Frontline screening for film about unsung Caribbean heroes

A film that celebrates the unsung heroes of Britain’s Caribbean colonies who volunteered to join the fight against Hitler is getting a special screening on Monday night at the renowned London hangout for journalists and other media folk.

Divided by race - united in war and peace (DRUWP), which explores the experiences of some of the 16,000 people from the Caribbean who volunteered to take part in the second world war, is being shown at the Frontline Club, Paddington, London.

It will be followed by a Q&A with its director Marc Wadsworth. He says that young volunteers were involved at every stage of the filming project and held a dialogue with the veterans who discussed the notion of Britain as a multicultural society and the vexed issue of immigration today.

The project team have also put together a Heritage Lottery Fund backed-Second World War living memorial in which the veterans tell their wartime stories. The website will go live in October during Black History Month.

The 90-minute feature-length version of DRUWP has been edited, under the eagle-eyed gaze of ex-Sky News executive and documentary maker Rob Kirk, who was a consultant on the project, and has a new star narrator, Hugh Quarshie, of Star wars, Holby City and Royal Shakespeare Company, among others.

The screening is a curtain raiser to next month’s Black History Month during which the film will be shown at the Picturehouse, Stratford, east London, on October 1, and the Bernie Grant Centre, Tottenham, north London, on October 16.

The BBC Tv film, Fighting for King and Empire, Britain’s Caribbean Heroes, was based on DRUWP and The-Latest's Deborah Hobson and Marc Wadsworth were among the producers of it.

The Frontline screening comes as The-Latest's team of young volunteers are concluding an innovative Heritage Lottery Fund-backed project, titled the Second World War Living Memorial, that will for the first time in this format put the fascinating stories of veterans on the internet as an online resources for all.

These oral histories will be told in text, still images and seven to 10-minute videos of each of the veterans talking about their Second World War experiences.

We were painfully aware that female veterans were absent from the DRUWP and BBC films.
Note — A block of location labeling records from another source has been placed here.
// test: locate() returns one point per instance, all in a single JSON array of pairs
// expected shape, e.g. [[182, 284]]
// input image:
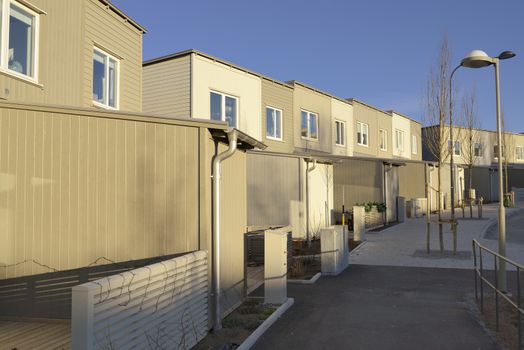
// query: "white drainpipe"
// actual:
[[217, 160], [308, 170]]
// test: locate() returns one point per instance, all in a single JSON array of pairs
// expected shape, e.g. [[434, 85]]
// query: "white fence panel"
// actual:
[[159, 306]]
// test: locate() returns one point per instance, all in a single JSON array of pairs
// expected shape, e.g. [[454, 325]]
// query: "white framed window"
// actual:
[[224, 108], [519, 153], [478, 149], [456, 149], [383, 137], [309, 125], [362, 134], [340, 133], [496, 151], [399, 140], [19, 40], [105, 79], [273, 123]]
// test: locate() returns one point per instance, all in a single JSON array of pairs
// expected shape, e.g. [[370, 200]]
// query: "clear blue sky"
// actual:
[[379, 51]]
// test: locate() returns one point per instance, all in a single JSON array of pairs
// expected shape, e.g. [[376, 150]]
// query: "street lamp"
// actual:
[[479, 59]]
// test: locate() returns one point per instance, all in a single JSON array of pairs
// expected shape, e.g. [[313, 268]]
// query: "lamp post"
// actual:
[[479, 59]]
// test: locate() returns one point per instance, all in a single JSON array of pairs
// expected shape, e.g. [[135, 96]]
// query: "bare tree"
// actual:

This has been rectified by the online project, which features three women, two white and a Black one, Norma Best, who joined the Auxiliary Territorial Service and travelled to Britain, from her native Belize, to join the war effort in the summer of 1944. The women, and new male veterans we have interviewed, have wonderfully inspiring tales to tell.

The enthusiastic volunteers have filmed the veterans, film edited, taken photographs, written text and done research that included collecting memorabilia. They’ve visited the Black Cultural Archives and will also be going on a field trip to the Imperial War Museum’s Churchill Rooms and the London Metropolitan Archives.

VETERAN’S DEATH

It is with great sadness we report the death of one of the stars of DRUWP, Peter Kempson. He passed away this month, after an illness, days before his 92nd birthday, with his beloved daughter Jill at his side.

Deborah Hobson, deputy editor of The-Latest, said: "Peter’s death underscores the urgency of our work recording the important testimonies of the war veterans."

She added: "The camaraderie that developed between the veterans in the film, who hadn’t previously met each other, was made apparent by the fact that some of them attended Peter’s funeral to pay their respect."

* DVDs of Divided by race - united in war and peace will be available to buy after the screening at the Frontline, which begins at 7pm.